Bursa mengimbau agar para investor tetap tenang. Pelaku pasar diminta untuk terus memantau pengumuman resmi dari perusahaan tercatat.
“Para pihak yang berkepentingan diharapkan untuk selalu memperhatikan keterbukaan informasi yang disampaikan oleh Perseroan,” tutup Pande.
Harga Saham
Harga saham DOOH ditutup naik di Rp288 pada perdagangan 9 Desember 2025. Harga ini naik Rp12 atau 4,35 persen dibanding penutupan sebelumnya di Rp276. Saham ini dibuka di Rp276 dan sempat menyentuh level tertinggi di Rp300. Level terendah tercatat di Rp270. Volume perdagangan tercatat 588.133.800 saham. Sepanjang tahun berjalan, harga tertinggi DOOH berada di Rp288. Harga terendah terjadi pada 7 Januari 2025 di Rp54. Rentang 52 minggu berada pada Rp50 hingga Rp326. Nilai kapitalisasi pasar mencapai Rp2.228.800.618.368.
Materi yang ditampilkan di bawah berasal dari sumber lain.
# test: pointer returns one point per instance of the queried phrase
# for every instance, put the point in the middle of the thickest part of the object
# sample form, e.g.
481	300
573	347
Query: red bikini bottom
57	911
Kenaikan juga terjadi pada saham TIRT. Harga terakhir tercatat Rp106 atau naik Rp9 setara 9,28 persen. Saham ini dibuka, tertinggi, dan terendah berada di Rp106. Volume transaksi sebanyak 1.461.200 saham. Harga sebelumnya berada pada Rp97. Level tertinggi tahun berjalan berada di Rp106. Harga terendah tercatat pada 2 Januari 2025 di Rp30. Rentang 52 minggu bergerak dari Rp27 hingga Rp106. Kapitalisasi pasar sebesar Rp107.248.123.500.
Saham INTA ikut menguat. Harga terakhir berada di Rp105, naik Rp9 atau 9,38 persen dari penutupan sebelumnya di Rp96. Saham ini dibuka di Rp105, dan tidak bergerak dari level tertinggi dan terendah di harga yang sama. Volume perdagangan mencapai 24.028.900 saham. Harga tertinggi sepanjang tahun adalah Rp105. Level terendah terjadi pada 9 April 2025 di Rp10. Rentang 52 minggu berada pada Rp10 hingga Rp105. Kapitalisasi pasar tercatat Rp351.113.177.310.